Syaqir Sulaiman

Personal information
- Full name: Mohamad Syaqir bin Sulaiman
- Date of birth: 12 August 1986
- Place of birth: Singapore
- Position(s): Defender, Midfielder, Winger

Senior career*
- Years: Team / Apps / (Gls)
- -2005: Tampines Rovers FC
- 2006–2008: Home United FC
- 2008–2010: Balestier Khalsa FC / 47+ / (3+)
- 2011–2014: Hougang United FC / 70 / (1)
- 2015–2017: Warriors FC / 56 / (2)
- 2018: Hougang United FC / 4 / (0)

International career
- 2010: Singapore / 2 / (0)

= Syaqir Sulaiman =

Singaporean footballer

Mohamad Syaqir bin Sulaiman (born 12 August 1986) is a Singaporean footballer.

==Career==
As a teenager, Sulaiman overheard his parents discussing how he was the least likely of his three siblings to make it to university.

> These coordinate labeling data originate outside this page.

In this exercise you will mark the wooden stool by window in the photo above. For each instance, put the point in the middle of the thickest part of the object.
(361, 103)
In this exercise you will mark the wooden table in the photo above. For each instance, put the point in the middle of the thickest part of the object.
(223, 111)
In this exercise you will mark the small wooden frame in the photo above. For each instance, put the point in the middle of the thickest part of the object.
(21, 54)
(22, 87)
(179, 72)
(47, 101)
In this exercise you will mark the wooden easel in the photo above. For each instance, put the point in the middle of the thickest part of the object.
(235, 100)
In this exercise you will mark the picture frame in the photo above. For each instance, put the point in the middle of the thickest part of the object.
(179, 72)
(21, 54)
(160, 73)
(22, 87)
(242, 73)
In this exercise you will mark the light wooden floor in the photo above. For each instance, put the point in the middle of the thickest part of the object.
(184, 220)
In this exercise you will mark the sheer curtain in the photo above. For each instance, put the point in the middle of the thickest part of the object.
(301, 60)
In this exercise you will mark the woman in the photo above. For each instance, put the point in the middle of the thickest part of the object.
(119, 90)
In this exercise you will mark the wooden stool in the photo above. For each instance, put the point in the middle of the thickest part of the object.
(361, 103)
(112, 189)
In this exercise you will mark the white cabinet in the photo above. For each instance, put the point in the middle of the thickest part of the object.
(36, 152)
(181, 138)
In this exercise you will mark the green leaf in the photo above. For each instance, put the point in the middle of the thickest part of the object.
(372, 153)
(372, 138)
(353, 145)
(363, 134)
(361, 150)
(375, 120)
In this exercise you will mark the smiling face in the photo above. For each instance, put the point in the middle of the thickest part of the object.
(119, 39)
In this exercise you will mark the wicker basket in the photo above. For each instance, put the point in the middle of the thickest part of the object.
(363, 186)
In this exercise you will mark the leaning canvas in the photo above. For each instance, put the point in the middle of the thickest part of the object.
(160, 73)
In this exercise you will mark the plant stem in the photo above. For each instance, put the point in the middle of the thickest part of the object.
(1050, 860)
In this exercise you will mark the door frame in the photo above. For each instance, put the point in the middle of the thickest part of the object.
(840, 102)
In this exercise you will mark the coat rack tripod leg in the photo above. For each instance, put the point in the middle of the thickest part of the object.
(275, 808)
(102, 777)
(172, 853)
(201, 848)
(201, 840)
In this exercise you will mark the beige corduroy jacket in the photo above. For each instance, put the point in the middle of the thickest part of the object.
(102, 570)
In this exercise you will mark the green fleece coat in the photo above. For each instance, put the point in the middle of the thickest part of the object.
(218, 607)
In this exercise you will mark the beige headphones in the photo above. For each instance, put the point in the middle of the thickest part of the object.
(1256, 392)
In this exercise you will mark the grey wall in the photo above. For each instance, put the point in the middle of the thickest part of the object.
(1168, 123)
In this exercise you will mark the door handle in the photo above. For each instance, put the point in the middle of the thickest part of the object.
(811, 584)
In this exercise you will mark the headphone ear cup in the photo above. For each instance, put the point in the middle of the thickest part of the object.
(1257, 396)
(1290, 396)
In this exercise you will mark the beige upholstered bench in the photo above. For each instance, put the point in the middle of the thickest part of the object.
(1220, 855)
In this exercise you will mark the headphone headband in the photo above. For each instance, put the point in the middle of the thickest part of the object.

After writing "You can do it. I’m going to prove father wrong" in his cupboard, Sulaiman was motivated to do well in his studies and eventually enrolled in Nanyang Technological University. While attending university, he played as a professional footballer in the Singaporean top flight and coached at two schools.